La première raison de s’y intéresser est l’exposition aux data centers, et surtout la nature de cette exposition. Le management explique que la demande “data centers” tire plusieurs segments clés (Communications, Infrastructure Solutions et Commercial & Industrial). Ici, la différence se fait sur le terrain : savoir recruter et organiser les équipes, respecter les plannings, coordonner des sous-traitants, et choisir les projets qui permettent de garder de bonnes marges. Quand un client construit un site critique, il préfère souvent un prestataire fiable, même un peu plus cher, plutôt qu’un prestataire “low cost” qui risque de prendre du retard ou de mal exécuter. Une société qui livre bien peut donc récupérer davantage de projets chez les mêmes clients, année après année.
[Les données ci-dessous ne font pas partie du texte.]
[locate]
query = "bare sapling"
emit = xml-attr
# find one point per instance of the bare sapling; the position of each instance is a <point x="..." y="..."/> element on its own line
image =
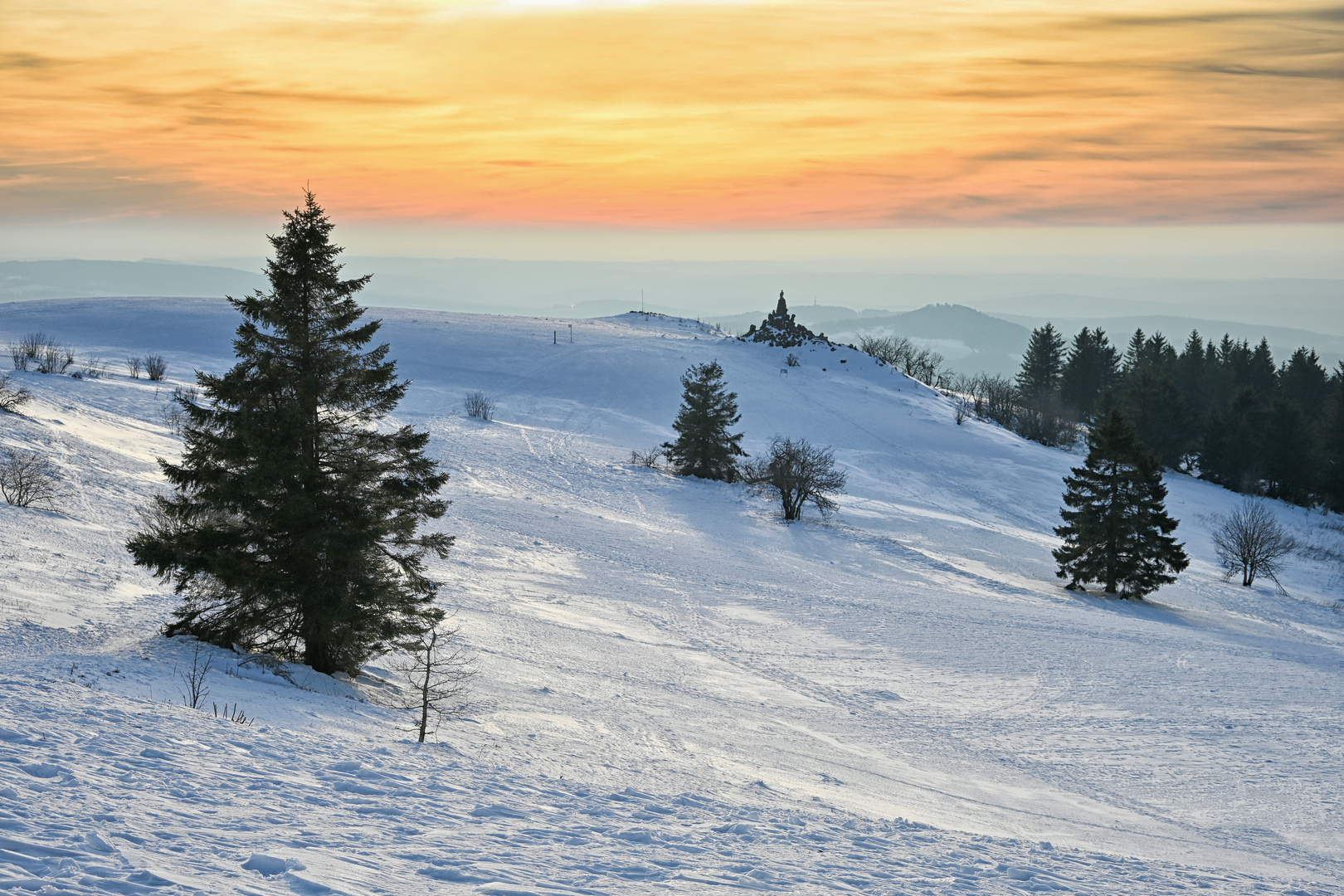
<point x="156" y="367"/>
<point x="647" y="458"/>
<point x="12" y="395"/>
<point x="1253" y="543"/>
<point x="30" y="480"/>
<point x="479" y="405"/>
<point x="438" y="670"/>
<point x="797" y="473"/>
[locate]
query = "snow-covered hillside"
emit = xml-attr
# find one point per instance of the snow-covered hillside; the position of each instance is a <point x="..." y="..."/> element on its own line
<point x="676" y="688"/>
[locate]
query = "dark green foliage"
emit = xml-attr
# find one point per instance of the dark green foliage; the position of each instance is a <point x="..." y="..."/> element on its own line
<point x="1116" y="525"/>
<point x="1040" y="364"/>
<point x="1152" y="401"/>
<point x="1092" y="368"/>
<point x="1304" y="382"/>
<point x="1231" y="453"/>
<point x="704" y="446"/>
<point x="1287" y="449"/>
<point x="292" y="527"/>
<point x="782" y="329"/>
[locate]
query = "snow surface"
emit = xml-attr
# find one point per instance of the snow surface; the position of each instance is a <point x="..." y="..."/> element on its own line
<point x="678" y="688"/>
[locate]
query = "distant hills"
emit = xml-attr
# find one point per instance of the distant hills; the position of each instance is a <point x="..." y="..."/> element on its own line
<point x="977" y="321"/>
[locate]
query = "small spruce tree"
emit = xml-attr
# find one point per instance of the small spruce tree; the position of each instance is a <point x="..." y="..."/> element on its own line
<point x="1116" y="524"/>
<point x="1042" y="364"/>
<point x="704" y="446"/>
<point x="292" y="527"/>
La deuxième raison est la visibilité sur l’activité future. IES publie deux indicateurs : les Remaining Performance Obligations (RPO), qui correspondent aux revenus déjà signés et contractualisés selon les règles comptables, et un backlog plus large, qui englobe aussi d’autres projets attendus. Au 31 décembre 2025, les RPO atteignent environ 1,8 Md$ et le backlog environ 2,6 Md$, en hausse par rapport au 30 septembre 2025. Cela donne une idée plus concrète de ce qui est déjà “dans les tuyaux”. Le vrai sujet devient alors moins “est-ce que la demande existe ?” que “combien de temps elle va durer, et à quel niveau de rentabilité”.
La troisième raison est la montée en puissance progressive grâce aux acquisitions. IES a finalisé l’achat de Gulf Island en janvier 2026, pour une valeur des fonds propres de 192 M$ (environ 152 M$ après prise en compte de la trésorerie acquise), financée par un mélange de cash et de dette court terme via une ligne bancaire. Cette opération renforce le segment Infrastructure Solutions avec des capacités industrielles et de fabrication. Dans les data centers, les retards ne viennent pas seulement du manque de matériel. Ils viennent aussi du manque de capacité à fabriquer, assembler et livrer certains éléments clés. Plus IES peut faire en interne, plus elle contrôle les délais, la qualité, et peut se positionner sur des projets plus complets et plus techniques, où il y a moins de concurrence “au rabais”.
La quatrième raison est l’alignement, qui est rare. Jeffrey Gendell détient environ 53% du capital, et le CEO Matt Simmes environ 1,59%. Cela ne garantit pas que tout se passera bien, mais cela rend plus probable que les décisions importantes soient prises avec une logique simple : créer de la valeur par action, et pas seulement faire grossir l’entreprise.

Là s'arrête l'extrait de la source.